Kahl, S, Nowotny, B, Piepel, S, Nowotny, PJ, Strassburger, K, Herder, C, Pacini, G, Roden, M
Diabetologia. 2014;(10):2094-102
Abstract
AIMS/HYPOTHESIS The combined IVGTT-hyperinsulinaemic-euglycaemic clamp (Botnia clamp) allows the assessment of insulin secretion and sensitivity in one experiment. It remains unclear whether this clamp yields results comparable with those of the standard hyperinsulinaemic-euglycaemic clamp (SHEC) in diabetes patients. We hypothesised that the IVGTT induces responses affecting insulin sensitivity assessment. METHODS Of 22 randomised diet- or metformin-treated patients with well-controlled type 2 diabetes, 19 randomly underwent a Botnia clamp and an SHEC, spaced by 2 weeks, in one clinical research centre in a crossover study. The main outcomes were whole-body and hepatic insulin sensitivity as measured by the clamp and [6,6-(2)H2]glucose.
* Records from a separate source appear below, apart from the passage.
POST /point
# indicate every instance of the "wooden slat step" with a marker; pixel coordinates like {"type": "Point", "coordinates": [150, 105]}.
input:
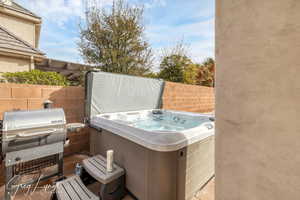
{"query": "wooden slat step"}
{"type": "Point", "coordinates": [73, 189]}
{"type": "Point", "coordinates": [96, 167]}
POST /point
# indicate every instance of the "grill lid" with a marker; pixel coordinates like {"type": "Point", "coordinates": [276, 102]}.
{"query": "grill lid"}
{"type": "Point", "coordinates": [17, 120]}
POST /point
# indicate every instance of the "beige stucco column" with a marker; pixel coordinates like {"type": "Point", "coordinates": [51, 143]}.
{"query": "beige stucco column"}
{"type": "Point", "coordinates": [31, 63]}
{"type": "Point", "coordinates": [258, 100]}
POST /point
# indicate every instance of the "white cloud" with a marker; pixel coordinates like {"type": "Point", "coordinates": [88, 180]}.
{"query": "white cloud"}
{"type": "Point", "coordinates": [60, 30]}
{"type": "Point", "coordinates": [198, 37]}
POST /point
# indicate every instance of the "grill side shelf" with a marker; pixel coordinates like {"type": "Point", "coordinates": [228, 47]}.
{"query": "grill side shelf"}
{"type": "Point", "coordinates": [25, 155]}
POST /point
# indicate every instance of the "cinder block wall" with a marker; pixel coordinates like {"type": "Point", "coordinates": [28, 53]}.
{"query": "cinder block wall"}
{"type": "Point", "coordinates": [191, 98]}
{"type": "Point", "coordinates": [257, 104]}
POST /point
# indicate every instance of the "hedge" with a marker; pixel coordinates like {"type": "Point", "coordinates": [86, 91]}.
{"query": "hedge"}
{"type": "Point", "coordinates": [36, 77]}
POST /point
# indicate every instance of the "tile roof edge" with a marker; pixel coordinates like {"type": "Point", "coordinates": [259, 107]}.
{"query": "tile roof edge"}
{"type": "Point", "coordinates": [24, 42]}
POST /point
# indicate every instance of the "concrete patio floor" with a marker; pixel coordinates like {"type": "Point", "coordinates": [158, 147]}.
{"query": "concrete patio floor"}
{"type": "Point", "coordinates": [206, 193]}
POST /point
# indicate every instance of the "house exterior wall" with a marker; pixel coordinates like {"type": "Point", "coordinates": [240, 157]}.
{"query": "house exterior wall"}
{"type": "Point", "coordinates": [13, 64]}
{"type": "Point", "coordinates": [24, 29]}
{"type": "Point", "coordinates": [257, 100]}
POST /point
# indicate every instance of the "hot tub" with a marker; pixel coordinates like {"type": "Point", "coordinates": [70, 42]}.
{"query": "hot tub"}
{"type": "Point", "coordinates": [167, 155]}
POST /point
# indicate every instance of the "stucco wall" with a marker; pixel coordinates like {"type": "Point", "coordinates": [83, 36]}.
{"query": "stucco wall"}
{"type": "Point", "coordinates": [22, 28]}
{"type": "Point", "coordinates": [257, 100]}
{"type": "Point", "coordinates": [10, 64]}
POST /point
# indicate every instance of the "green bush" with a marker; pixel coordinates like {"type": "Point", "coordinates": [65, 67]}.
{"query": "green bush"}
{"type": "Point", "coordinates": [36, 77]}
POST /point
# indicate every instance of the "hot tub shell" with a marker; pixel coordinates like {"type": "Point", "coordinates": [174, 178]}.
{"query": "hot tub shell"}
{"type": "Point", "coordinates": [157, 171]}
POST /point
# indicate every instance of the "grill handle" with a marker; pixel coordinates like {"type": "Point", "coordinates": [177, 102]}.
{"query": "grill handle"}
{"type": "Point", "coordinates": [37, 134]}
Substrate utilisation was assessed from indirect calorimetry and beta cell function from insulin dynamics during IVGTT. RESULTS The values of whole-body insulin sensitivity obtained from Botnia clamp and SHEC were correlated (r = 0.87, p < 0.001), but also revealed intra-individual variations. Hepatic insulin sensitivity did not differ between experiments during the clamp, but differed after IVGTT. The contribution of glucose oxidation to glucose disposal increased by 2.2 ± 0.3 and 1.2 ± 0.4 mg kg fat-free mass (FFM)(-1) min(-1) (Botnia and SHEC, p < 0.05), whereas lipid oxidation decreased by 0.8 ± 0.1 and 0.4 ± 0.1 mg kg FFM(-1) min(-1) (p < 0.05) from baseline. Differences in NEFA (r = -0.60, p < 0.01), but not C-peptide (r = -0.16, p = 0.52) or hepatic insulin sensitivity between IVGTT and placebo before the clamps correlated with individual variations of insulin sensitivity. CONCLUSIONS/INTERPRETATION The Botnia clamp provides similar estimates of insulin sensitivity as SHEC in patients with type 2 diabetes, but changes in NEFA during IVGTT may affect insulin sensitivity and thereby the discrimination between insulin-sensitive and insulin-resistant individuals. TRIAL REGISTRATION ClinicalTrials.gov NCT01397279 FUNDING The study was funded by the Ministry of Science and Research of the State of North Rhine-Westphalia and the German Federal Ministry of Health, and supported in part by grants from the Federal Ministry for Research to the Centers for Diabetes Research, Helmholtz Alliance Imaging and Curing Environmental Metabolic Diseases and the Schmutzler-Stiftung.